CARASSAI – Prevede l’avvio del “Centro della biodiversità agraria regionale” di Carassai il Programma operativo 2018 per la tutela delle risorse genetiche autoctone animali e vegetali delle Marche. La struttura verrà realizzata presso l’azienda sperimentale dell’Assam: l’Agenzia regionale per i servizi agroalimentari curerà l’attuazione del Programma annuale, approvato oggi dalla Regione, che aggiorna anche le previsioni del Piano triennale 2016-2018 di settore.
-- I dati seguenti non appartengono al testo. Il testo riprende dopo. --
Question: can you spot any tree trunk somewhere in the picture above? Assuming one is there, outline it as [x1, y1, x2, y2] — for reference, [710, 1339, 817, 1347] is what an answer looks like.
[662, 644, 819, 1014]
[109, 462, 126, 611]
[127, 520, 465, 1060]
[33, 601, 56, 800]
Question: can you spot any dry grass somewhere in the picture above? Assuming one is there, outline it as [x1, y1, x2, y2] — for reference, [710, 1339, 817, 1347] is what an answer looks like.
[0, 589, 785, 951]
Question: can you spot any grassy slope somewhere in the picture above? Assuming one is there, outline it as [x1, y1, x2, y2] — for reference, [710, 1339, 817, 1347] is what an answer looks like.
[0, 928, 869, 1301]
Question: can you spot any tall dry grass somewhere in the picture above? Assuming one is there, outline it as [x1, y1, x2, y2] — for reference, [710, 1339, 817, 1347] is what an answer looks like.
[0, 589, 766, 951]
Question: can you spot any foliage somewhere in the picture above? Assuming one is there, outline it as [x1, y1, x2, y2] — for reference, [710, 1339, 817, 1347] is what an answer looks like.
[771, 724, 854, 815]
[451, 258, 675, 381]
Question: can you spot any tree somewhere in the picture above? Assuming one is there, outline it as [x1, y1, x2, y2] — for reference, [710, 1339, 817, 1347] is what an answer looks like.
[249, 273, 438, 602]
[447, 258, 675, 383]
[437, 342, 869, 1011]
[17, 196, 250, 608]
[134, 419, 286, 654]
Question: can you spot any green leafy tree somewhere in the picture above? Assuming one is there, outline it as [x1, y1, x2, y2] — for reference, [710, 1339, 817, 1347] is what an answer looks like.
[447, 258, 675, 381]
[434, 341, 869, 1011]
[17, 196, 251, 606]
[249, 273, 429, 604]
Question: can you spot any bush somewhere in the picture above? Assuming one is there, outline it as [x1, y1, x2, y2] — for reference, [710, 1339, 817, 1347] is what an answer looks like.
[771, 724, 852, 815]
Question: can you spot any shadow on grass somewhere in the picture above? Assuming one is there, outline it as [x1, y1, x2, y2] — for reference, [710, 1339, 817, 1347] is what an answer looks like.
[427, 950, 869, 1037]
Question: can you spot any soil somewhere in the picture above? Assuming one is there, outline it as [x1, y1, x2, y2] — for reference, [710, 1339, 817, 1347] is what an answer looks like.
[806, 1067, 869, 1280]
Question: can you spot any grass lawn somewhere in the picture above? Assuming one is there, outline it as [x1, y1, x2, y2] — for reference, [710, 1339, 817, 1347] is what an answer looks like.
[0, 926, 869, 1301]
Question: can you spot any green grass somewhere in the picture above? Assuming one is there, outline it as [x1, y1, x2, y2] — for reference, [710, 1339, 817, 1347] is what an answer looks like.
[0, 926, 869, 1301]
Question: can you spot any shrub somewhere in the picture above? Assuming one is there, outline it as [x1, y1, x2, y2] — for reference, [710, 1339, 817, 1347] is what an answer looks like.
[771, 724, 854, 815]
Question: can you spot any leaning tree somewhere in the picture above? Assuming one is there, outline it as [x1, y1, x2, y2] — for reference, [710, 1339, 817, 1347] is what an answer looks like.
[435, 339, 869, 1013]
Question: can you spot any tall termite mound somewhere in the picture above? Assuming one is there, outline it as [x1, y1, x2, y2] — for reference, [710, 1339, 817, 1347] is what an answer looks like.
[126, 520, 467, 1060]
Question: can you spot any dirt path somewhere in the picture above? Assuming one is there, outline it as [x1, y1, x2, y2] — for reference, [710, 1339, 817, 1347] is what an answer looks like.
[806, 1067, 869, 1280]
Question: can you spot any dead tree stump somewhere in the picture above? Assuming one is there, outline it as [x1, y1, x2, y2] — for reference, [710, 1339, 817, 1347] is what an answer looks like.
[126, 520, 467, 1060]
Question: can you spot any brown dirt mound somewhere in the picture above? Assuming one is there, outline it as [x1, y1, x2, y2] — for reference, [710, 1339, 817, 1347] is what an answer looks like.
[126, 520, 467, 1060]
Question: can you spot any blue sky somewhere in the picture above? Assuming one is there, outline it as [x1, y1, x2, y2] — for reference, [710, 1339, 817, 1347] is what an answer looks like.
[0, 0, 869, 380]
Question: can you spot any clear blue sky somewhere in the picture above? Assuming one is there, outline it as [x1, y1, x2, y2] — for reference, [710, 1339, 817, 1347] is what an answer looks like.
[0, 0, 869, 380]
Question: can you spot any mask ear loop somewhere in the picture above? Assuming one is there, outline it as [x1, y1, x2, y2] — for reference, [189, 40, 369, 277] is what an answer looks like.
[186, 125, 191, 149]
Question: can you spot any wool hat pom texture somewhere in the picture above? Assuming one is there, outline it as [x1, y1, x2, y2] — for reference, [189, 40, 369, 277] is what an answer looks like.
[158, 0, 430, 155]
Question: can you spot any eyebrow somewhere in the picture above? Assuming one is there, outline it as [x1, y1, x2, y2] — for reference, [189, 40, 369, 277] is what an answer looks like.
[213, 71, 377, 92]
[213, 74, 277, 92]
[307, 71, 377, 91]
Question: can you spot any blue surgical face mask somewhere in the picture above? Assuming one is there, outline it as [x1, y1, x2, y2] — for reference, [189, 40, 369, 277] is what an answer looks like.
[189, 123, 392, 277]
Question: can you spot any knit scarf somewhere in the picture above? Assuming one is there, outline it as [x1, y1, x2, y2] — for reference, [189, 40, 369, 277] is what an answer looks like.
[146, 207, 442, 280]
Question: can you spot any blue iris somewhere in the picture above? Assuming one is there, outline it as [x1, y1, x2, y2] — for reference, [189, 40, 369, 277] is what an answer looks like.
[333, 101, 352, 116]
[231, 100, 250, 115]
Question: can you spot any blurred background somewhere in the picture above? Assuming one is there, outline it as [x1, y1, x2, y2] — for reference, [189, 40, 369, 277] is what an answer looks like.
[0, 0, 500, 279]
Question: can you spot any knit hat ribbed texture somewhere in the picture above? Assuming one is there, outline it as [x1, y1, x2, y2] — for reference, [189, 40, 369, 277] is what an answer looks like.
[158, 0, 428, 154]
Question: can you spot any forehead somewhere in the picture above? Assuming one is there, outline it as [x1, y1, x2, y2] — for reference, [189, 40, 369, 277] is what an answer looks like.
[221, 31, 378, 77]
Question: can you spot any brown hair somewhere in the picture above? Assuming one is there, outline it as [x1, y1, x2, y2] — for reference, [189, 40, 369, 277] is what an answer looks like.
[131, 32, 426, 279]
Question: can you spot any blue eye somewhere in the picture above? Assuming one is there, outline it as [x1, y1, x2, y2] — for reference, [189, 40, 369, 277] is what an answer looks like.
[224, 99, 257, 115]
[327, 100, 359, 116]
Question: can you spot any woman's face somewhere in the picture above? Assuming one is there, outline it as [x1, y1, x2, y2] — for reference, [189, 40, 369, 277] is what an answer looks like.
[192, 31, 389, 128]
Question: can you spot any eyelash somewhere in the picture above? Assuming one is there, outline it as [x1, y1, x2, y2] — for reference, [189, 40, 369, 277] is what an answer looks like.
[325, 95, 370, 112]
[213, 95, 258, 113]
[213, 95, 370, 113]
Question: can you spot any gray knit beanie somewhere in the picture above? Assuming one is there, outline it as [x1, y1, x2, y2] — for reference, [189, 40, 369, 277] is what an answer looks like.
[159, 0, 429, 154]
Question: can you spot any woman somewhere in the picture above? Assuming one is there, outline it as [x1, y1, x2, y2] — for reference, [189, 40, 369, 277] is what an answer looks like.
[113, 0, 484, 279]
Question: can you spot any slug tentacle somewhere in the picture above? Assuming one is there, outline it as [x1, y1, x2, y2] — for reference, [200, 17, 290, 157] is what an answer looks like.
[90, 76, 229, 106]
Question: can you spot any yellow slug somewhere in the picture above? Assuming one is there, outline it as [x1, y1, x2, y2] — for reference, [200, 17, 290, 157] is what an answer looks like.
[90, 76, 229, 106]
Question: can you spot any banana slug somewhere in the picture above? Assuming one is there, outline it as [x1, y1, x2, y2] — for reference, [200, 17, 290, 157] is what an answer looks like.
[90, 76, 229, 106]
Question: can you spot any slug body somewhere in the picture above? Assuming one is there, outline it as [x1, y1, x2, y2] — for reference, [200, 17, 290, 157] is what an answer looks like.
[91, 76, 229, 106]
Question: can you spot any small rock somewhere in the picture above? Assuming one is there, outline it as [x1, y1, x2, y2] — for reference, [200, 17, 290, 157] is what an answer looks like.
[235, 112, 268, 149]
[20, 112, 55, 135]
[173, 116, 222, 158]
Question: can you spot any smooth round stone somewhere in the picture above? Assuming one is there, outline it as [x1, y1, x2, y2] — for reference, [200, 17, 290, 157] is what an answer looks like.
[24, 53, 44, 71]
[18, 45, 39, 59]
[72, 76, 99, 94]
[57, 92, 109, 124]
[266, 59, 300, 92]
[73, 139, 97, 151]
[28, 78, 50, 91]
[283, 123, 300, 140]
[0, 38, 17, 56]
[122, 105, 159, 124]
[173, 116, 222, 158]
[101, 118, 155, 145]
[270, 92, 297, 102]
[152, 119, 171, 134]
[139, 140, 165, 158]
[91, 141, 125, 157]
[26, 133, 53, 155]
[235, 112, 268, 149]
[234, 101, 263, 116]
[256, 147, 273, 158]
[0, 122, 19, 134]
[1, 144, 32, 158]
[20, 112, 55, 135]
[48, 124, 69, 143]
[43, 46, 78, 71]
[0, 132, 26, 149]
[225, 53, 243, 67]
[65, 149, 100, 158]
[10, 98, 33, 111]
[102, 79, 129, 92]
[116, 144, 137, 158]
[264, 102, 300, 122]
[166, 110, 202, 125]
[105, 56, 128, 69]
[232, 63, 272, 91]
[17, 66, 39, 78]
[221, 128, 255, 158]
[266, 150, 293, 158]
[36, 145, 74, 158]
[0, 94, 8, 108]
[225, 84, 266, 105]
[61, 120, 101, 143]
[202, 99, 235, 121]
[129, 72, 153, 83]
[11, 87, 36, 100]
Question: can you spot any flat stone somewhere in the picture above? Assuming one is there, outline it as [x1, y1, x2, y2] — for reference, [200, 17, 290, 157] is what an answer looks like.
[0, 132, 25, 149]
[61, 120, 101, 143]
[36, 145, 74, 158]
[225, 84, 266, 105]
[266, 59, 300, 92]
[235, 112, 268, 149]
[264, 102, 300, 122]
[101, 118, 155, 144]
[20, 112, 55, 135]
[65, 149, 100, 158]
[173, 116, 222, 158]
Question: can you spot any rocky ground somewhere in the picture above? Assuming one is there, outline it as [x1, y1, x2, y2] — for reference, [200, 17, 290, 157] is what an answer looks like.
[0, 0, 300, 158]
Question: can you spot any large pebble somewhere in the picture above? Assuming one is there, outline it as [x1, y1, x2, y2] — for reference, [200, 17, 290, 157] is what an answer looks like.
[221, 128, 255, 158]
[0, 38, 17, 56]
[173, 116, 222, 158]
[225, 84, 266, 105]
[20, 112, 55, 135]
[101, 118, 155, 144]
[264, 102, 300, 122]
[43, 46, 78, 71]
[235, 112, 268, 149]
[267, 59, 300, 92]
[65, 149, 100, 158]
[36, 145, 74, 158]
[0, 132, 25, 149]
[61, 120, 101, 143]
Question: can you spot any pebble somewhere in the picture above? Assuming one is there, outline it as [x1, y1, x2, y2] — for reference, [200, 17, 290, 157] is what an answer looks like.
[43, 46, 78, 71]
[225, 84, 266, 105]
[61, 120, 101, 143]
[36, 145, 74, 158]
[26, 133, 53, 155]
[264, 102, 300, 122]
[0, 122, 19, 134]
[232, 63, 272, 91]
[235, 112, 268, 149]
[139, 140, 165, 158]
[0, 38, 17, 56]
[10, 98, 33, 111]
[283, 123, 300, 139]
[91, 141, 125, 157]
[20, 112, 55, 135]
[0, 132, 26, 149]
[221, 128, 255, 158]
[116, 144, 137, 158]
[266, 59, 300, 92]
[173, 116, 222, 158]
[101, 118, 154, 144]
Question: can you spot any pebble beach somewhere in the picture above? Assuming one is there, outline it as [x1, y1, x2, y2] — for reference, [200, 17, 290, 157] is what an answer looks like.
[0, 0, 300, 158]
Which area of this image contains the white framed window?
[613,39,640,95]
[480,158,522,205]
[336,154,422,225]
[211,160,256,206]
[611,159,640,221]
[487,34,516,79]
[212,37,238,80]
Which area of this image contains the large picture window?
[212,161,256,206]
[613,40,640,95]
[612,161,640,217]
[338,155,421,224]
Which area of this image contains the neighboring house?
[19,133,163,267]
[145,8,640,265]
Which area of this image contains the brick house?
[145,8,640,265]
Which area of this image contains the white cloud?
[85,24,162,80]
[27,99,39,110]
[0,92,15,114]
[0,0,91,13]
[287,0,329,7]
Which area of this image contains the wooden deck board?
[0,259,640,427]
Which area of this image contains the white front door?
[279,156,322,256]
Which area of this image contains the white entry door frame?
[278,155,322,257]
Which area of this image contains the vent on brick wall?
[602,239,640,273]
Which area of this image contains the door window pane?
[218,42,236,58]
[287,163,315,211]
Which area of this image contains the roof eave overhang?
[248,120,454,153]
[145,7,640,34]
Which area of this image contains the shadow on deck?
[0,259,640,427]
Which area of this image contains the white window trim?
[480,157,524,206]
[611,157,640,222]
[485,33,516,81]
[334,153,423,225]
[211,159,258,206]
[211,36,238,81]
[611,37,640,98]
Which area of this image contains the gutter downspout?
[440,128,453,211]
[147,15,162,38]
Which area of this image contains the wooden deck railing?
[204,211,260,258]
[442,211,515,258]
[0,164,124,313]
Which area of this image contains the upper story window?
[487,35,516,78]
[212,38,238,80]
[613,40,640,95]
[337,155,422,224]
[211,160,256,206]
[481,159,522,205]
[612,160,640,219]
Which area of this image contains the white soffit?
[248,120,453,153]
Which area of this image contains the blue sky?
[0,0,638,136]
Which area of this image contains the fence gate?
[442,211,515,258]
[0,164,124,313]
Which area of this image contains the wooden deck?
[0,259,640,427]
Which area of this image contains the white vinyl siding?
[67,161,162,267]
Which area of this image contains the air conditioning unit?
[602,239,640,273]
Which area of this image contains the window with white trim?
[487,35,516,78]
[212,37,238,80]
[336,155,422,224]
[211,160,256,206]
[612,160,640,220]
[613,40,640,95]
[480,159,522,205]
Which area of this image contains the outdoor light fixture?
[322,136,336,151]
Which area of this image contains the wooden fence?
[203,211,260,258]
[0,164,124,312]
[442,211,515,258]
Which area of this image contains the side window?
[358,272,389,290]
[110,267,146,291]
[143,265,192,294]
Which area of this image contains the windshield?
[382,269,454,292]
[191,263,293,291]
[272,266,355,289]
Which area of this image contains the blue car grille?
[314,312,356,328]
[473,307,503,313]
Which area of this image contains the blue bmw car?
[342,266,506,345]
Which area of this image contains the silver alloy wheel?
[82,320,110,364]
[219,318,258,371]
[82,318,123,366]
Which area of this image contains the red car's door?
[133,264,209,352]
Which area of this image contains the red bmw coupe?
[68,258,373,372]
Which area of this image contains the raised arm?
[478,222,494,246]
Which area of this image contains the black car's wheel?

Nel 2018 si prevede la realizzazione dello studio di fattibilità per la ristrutturazione dell’immobile disponibile, la predisposizione della progettazione esecutiva e l’avvio dei lavori. Il Programma viene finanziato con 724 mila euro del Psr 2014-2020. Oltre all’avvio della struttura, saranno intensificate le attività a salvaguardia delle razze animali e delle varietà autoctone dal rischio di inquinamento e di estinzione. L’Assam continuerà la gestione dei campi catalogo e della “screen house” in cui sono presenti le varietà di olivo, frutta e vite iscritte al Repertorio regionale. Coordinerà l’attività degli “agricoltori custodi” che provvedono alla conservazione e alla divulgazione delle risorse genetiche.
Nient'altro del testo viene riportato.